Leadership: Vertical C-Suite Reviews

Peers: 2 PM, 3 DS, 3 SME, 1 Eng Lead, 10+ Eng, 2 Partner Teams

Reports: 1 Product Designer

Reliability Model Management is an End-to-end ML lifecycle management workflow that empowers Reliability Engineers to seamlessly create, manage, and monitor machine learning models from data preparation to deployment, enhancing efficiency and scalability for enterprise AI workflows.

Background

The C3 AI Reliability application uses Anomaly Detection Model to predict equipment failures, detect anomalies, and optimize maintenance, helping industries reduce downtime and improve asset performance. While being recognized as one of the top predictive maintenance tool in the market, we realized the following issues from recent customer’s deployments.

Low Contract Renew Rate

Low User Engagement Rate

Poor Asset Scalability

Conducting vision workshop to uncover the biggest opportunities

Thus, I was tasked with PM to co-organize 5 product vision workshops with key stakeholders to identify the biggest product & design opportunities for the new year’s roadmap planning that can help us better fit the current market.

From the product vision workshops, we learned about the biggest opportunity of improvements is related to model training and deployment.

In deployments of C3 AI Reliability, each AI/ML model is applied to a specific asset. When a user wants to configure and train a model for an asset, they need to highly rely on C3’s field team to manually writing python code in Jupyter notebook, which is a time-intensive, iterative process that requires knowledge of the physical system and involves manually adjusting lines of code.

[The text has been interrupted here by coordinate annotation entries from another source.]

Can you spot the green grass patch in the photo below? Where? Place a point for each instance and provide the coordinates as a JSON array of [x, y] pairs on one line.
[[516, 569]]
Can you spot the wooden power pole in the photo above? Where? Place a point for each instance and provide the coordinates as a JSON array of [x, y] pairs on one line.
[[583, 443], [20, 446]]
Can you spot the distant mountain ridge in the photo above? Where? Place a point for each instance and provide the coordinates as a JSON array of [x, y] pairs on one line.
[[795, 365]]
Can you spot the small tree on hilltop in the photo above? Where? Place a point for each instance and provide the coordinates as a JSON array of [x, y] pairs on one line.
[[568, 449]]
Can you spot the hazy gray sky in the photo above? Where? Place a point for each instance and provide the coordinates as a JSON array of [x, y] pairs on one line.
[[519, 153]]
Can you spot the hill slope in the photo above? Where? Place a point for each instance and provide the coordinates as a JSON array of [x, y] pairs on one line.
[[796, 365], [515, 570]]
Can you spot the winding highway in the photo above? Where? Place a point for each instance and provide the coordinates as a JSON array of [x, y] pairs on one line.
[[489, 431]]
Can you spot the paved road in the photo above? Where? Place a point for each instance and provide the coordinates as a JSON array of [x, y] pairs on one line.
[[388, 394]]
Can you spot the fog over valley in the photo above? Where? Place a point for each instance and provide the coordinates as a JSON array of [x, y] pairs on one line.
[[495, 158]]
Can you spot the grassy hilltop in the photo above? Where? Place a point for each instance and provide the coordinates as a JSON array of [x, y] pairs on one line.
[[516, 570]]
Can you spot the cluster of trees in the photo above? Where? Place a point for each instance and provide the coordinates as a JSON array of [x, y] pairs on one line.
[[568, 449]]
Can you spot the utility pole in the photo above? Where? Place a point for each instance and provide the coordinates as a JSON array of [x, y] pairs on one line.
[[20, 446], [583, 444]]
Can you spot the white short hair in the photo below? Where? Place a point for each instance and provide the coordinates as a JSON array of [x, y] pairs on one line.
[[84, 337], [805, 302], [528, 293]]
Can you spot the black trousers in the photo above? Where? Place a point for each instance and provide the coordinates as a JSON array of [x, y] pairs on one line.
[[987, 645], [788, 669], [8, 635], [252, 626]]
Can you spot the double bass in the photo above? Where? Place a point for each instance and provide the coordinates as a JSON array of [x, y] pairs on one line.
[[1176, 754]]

Avg Model Deployment time for 10 Assets

6+ FTE / Month

Setting a Vision for Self-service & reduce deployment time

Final Solution

Introducing Reliability ML Lifecycle Management Module

Alex, a Tesla Reliability Engineer, is tasked with deploying predictive maintenance models across hundreds of electric motors in Tesla vehicles. To ensure operational excellence, Alex must validate sensor data for the entire fleet, prepare a detailed dataset for a specific asset, and configure models efficiently across all motors.

Step 1: Bulk Data Validation

Alex begins by validating sensor data for all motors at once using the bulk data validation feature.

Step 2: Data Preparation for a Single Asset

After completing the fleet-wide validation, Alex focuses on a specific motor that requires detailed tuning for its predictive maintenance model.

Step 3: Bulk Model Configuration

With validated data and a prepared dataset, Alex moves on to deploying models across the entire fleet using the bulk model configuration tool.

Discovery

Identifying key user persona and uncovering pain points in ML lifecycle

With the focus on reduce the ML deployment time, my team and I created a research plan to document our goals and assumptions. We investigated the domain from multiple angles: user interviews with internal field team and external customers, as well as the competitive analysis on similar products.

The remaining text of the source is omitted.